Walka Amadeusz Ferrari - Kamil Łaszczyk rozgrzewała całe środowisko sportów walki od wielu miesięcy. Starcie jednego z najlepszych freak fighterów z czołowym polskim pięściarzem elektryzowało kibiców i ekspertów. Za faworyta uchodził "Szczurek", jednak "Władca Piekieł" miał przewagę warunków fizycznych, z której znakomicie korzystał od pierwszej rundy. Od samego początku było czuć jego respekt do umiejętności Łaszczyka, ale to Ferrari dominował rywala w parterze. W drugiej rundzie miał go nawet w dosiadzie i był o krok od skończenia 32-latka przed czasem, jednak nie zdołał tego zrobić. W trzecim starciu sytuacja diametralnie się zmieniła i wycieńczony gwiazdor FAME MMA musiał przełknąć gorzką pigułkę.
Amadeusz Ferrari wyniesiony na noszach po walce z Łaszczykiem na FAME MMA 17!
Ferrariemu do zwycięstwa na punkty zabrakło kilku sekund, kiedy nie był w stanie bronić się przed bombami Łaszczyka z góry. Sędzia Piotr Jarosz i tak długo zwlekał z przerwaniem tego bombardowania, jednak w końcu został do tego zmuszony. O tym ile serca "Władca Piekieł" zostawił w krakowskiej TAURON Arenie najlepiej świadczy jego stan po zakończeniu walki. Nie był w stanie wyjść do werdyktu i nie podnosił się z maty, a z klatki został wyniesiony na noszach!
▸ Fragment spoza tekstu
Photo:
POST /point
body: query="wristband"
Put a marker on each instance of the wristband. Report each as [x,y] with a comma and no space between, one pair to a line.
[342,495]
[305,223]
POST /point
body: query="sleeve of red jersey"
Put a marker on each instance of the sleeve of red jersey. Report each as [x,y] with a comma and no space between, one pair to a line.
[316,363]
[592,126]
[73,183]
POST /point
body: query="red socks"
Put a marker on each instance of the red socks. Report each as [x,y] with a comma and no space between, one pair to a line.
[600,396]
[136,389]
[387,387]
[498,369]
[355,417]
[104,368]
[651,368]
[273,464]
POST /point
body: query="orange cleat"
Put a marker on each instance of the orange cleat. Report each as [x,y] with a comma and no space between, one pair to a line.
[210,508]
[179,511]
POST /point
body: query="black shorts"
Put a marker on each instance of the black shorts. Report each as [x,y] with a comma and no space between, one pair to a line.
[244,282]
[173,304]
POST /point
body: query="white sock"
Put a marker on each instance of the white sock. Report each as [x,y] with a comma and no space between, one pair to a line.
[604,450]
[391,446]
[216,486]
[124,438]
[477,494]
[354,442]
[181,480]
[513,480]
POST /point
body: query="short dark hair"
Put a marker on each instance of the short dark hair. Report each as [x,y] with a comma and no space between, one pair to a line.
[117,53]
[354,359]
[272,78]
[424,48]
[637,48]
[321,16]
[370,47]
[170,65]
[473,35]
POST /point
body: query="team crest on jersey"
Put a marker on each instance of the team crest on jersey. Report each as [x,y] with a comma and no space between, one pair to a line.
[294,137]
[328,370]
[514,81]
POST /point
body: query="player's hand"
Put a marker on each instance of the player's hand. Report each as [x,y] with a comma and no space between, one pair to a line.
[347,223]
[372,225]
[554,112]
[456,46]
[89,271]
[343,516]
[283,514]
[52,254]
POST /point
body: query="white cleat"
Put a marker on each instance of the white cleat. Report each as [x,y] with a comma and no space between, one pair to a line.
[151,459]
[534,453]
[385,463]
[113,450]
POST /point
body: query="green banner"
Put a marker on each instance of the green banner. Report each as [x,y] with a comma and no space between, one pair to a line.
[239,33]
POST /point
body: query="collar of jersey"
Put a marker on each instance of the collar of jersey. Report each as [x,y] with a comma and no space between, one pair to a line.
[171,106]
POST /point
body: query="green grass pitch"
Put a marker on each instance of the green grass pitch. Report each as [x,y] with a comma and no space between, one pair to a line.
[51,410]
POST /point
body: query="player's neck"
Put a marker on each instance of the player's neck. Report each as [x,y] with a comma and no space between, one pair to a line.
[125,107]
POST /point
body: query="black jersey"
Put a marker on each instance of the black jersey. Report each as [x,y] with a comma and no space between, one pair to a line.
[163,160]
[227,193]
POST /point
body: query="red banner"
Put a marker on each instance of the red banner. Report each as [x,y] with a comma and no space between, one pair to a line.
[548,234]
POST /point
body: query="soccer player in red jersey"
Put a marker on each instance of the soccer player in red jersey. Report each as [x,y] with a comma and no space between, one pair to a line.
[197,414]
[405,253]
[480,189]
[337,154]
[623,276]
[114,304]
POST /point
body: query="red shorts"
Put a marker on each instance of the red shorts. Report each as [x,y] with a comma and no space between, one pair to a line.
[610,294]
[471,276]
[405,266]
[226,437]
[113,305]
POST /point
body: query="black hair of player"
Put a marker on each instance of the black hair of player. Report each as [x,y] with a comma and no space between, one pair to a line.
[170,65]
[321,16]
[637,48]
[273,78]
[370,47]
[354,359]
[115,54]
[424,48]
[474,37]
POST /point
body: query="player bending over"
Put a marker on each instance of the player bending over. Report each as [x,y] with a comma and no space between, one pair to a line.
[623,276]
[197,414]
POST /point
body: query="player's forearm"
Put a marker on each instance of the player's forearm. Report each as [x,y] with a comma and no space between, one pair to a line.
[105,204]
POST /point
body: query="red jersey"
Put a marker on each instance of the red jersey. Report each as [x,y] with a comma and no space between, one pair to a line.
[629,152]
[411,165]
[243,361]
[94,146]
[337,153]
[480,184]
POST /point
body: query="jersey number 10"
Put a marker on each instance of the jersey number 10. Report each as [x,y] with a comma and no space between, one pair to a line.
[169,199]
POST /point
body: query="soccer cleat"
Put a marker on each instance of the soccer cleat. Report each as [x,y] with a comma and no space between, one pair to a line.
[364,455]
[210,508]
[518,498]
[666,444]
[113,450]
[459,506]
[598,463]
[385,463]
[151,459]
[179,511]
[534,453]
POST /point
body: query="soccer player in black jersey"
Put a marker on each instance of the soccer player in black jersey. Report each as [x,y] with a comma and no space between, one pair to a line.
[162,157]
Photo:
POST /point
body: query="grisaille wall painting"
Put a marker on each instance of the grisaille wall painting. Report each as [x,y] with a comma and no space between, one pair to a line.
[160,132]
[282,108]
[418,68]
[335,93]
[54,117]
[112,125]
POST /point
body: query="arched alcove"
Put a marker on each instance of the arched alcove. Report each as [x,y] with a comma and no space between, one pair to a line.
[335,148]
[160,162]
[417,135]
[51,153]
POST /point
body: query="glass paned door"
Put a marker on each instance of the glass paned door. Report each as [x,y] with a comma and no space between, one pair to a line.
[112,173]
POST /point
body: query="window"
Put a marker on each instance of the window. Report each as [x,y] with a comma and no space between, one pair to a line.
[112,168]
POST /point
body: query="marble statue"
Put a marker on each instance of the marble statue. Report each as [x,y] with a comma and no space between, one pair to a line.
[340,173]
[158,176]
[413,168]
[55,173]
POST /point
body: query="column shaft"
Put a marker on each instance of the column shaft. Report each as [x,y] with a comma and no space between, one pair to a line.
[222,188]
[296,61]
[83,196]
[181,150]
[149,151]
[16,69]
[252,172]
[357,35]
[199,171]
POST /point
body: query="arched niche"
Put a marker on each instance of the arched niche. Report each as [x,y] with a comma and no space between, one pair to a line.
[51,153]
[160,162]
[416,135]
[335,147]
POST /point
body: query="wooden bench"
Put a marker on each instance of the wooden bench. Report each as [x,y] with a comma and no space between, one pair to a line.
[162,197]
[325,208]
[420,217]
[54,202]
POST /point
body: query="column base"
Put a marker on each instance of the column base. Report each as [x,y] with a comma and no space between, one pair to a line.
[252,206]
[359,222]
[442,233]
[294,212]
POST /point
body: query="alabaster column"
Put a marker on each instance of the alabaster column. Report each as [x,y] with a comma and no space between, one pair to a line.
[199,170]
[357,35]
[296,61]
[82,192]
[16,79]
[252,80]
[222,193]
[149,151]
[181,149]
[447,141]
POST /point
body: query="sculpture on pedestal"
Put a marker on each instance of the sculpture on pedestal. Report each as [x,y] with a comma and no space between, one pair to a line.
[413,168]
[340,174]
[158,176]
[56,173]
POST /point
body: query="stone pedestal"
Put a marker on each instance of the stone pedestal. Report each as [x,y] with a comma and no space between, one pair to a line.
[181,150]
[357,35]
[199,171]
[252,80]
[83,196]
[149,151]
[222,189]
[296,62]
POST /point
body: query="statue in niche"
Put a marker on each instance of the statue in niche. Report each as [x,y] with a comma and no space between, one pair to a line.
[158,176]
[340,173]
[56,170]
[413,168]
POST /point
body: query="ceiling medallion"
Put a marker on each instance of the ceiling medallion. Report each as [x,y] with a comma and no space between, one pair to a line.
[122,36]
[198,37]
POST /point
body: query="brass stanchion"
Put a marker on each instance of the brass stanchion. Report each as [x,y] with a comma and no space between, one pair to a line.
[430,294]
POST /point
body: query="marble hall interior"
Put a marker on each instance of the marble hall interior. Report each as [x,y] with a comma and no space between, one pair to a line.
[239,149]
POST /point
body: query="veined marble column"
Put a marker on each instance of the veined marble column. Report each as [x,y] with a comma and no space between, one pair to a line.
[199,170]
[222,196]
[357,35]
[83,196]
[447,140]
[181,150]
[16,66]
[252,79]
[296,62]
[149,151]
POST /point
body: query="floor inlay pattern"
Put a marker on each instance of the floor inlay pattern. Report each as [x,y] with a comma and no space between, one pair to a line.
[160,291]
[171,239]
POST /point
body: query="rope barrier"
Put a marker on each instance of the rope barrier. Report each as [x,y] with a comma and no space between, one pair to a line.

"Ferrari zostawił sporo zdrowia w tej walce. Wyniesiony z klatki na noszach. To ten moment kiedy przegrany może czuć się zwycięski. Wstydu nie było. Głowa do góry" - napisał na Twitterze Kamil Kacperczyk, jeden z przedstawicieli "Super Expressu" obecny na FAME 17. Do swojego wpisu dołączył zdjęcie Ferrariego na noszach, którym zaopiekowali się medycy.